En casi todos los países que se ven enfrentados con la problemática de la droga, la policía y justicia tienen que establecer a la fuerza prioridades para localizar y perseguir los delitos de drogas. El comercio internacional de drogas duras en escala mayor tiene por todas partes la máxima prioridad. La prioridad más baja la tiene el comercio minorista y la tenencia de drogas blandas. Esta fijación de prioridades se mantiene, por ejemplo, en grandes partes de los Estados Unidos de América, Alemania, Gran Bretaña y Francia. Muy pocas veces se instruye en estos países un atestado por la tenencia de pequeñas cantidades de drogas blandas. La posesión de una cantidad de algunos gramos para autoconsumo ha sido despenalizada de facto. En Alemania, por ejemplo, la tenencia de una existencia de cannabis para uso propio ya no se persigue más como delito, en virtud de la jurisprudencia del Bundes Verfassungsgericht de Karlsruhe (9 de marzo de 1994). En los centros donde los jóvenes suelen salir de noche y en la vecindad de los mismos, en las grandes ciudades de los países mencionados, se comercian y se consumen drogas blandas en gran escala.

La disponibilidad de drogas blandas para jóvenes en las ciudades del mundo occidental es grande por todas partes*. Como queda dicho, para proteger a estos consumidores contra el circuito criminal se confiere en Holanda a la localización y persecución judicial, también del comercio al por menor de drogas blandas que satisface determinados criterios rigurosos, una prioridad tan baja que puede decirse que de hecho no se interviene. También en otras partes se deja tranquilo, en realidad, al comercio al por menor de drogas blandas - tal es por ejemplo el caso en estados federales de la vecina Alemania - pero esta baja prioridad ha sido establecida en Holanda, de acuerdo con los principios nacionales de enjuiciamiento criminal, en una detallada directiva pública del ministerio Público.

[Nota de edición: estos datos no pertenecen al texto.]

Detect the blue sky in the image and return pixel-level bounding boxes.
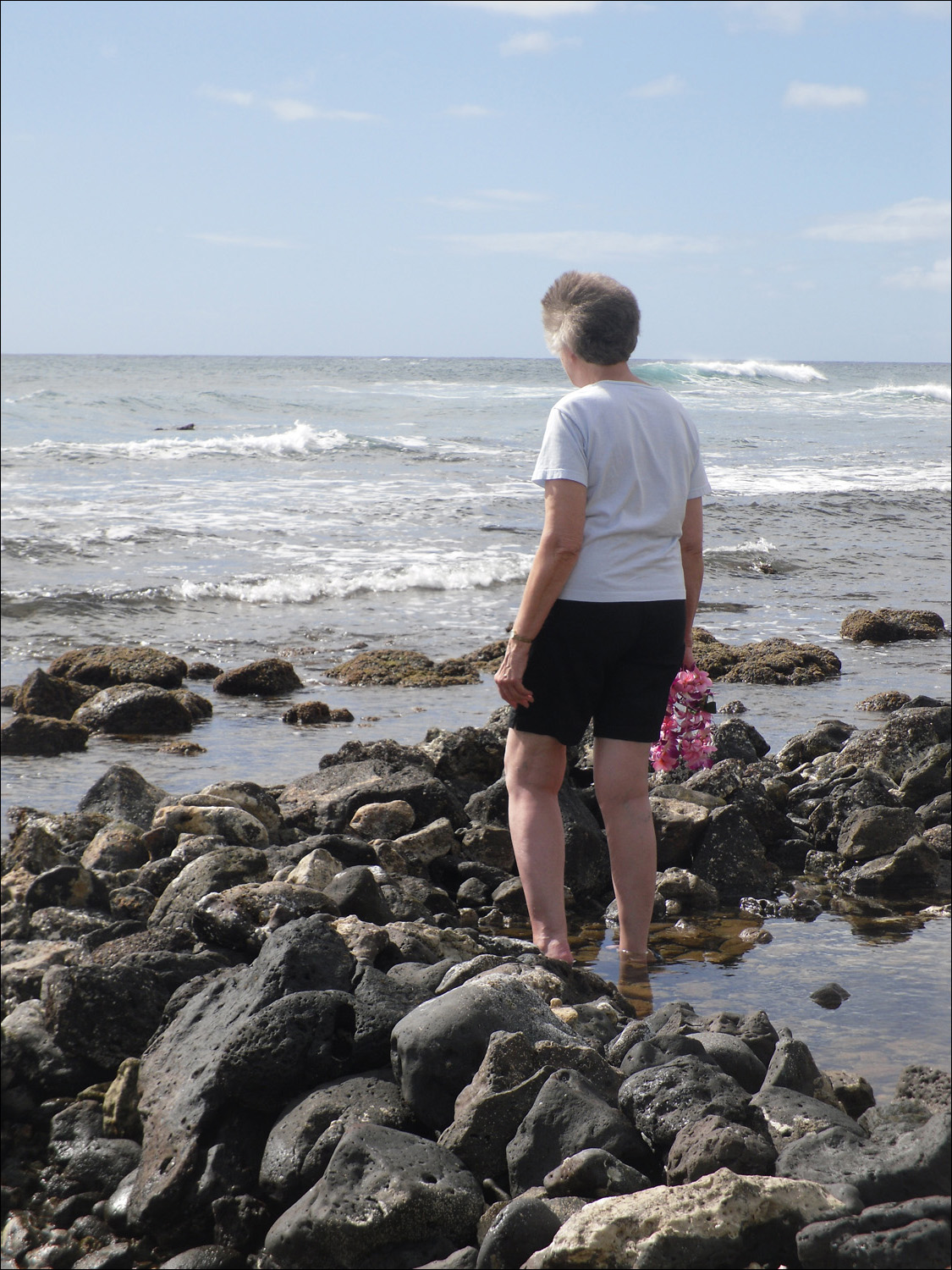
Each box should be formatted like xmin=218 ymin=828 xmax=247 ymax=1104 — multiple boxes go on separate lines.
xmin=3 ymin=0 xmax=949 ymax=361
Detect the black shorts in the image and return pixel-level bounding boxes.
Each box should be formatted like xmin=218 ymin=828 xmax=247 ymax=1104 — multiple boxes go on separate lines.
xmin=513 ymin=599 xmax=685 ymax=746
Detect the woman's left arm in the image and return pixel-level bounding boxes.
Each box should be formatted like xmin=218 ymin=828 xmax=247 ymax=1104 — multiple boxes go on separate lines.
xmin=495 ymin=480 xmax=588 ymax=706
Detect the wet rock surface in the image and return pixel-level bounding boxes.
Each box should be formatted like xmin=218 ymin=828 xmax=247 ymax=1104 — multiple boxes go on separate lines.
xmin=3 ymin=696 xmax=949 ymax=1270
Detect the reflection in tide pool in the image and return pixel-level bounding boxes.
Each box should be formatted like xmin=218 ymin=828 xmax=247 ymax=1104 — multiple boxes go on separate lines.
xmin=574 ymin=912 xmax=952 ymax=1102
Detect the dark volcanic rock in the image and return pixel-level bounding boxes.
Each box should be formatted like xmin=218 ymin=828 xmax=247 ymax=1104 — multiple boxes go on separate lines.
xmin=43 ymin=965 xmax=172 ymax=1072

Esta política de tolerancia oficial no se funda en una actitud más condescendiente - no digamos positiva - con respecto al consumo de drogas blandas. La base de esta política es la consideración de que tolerando bajo condiciones claras la venta de drogas blandas, se contrarresta el consumo por parte de los jóvenes de sustancias tóxicas más peligrosas. También la política relativa a los coffeeshops está bajo el signo de la reducción del mal.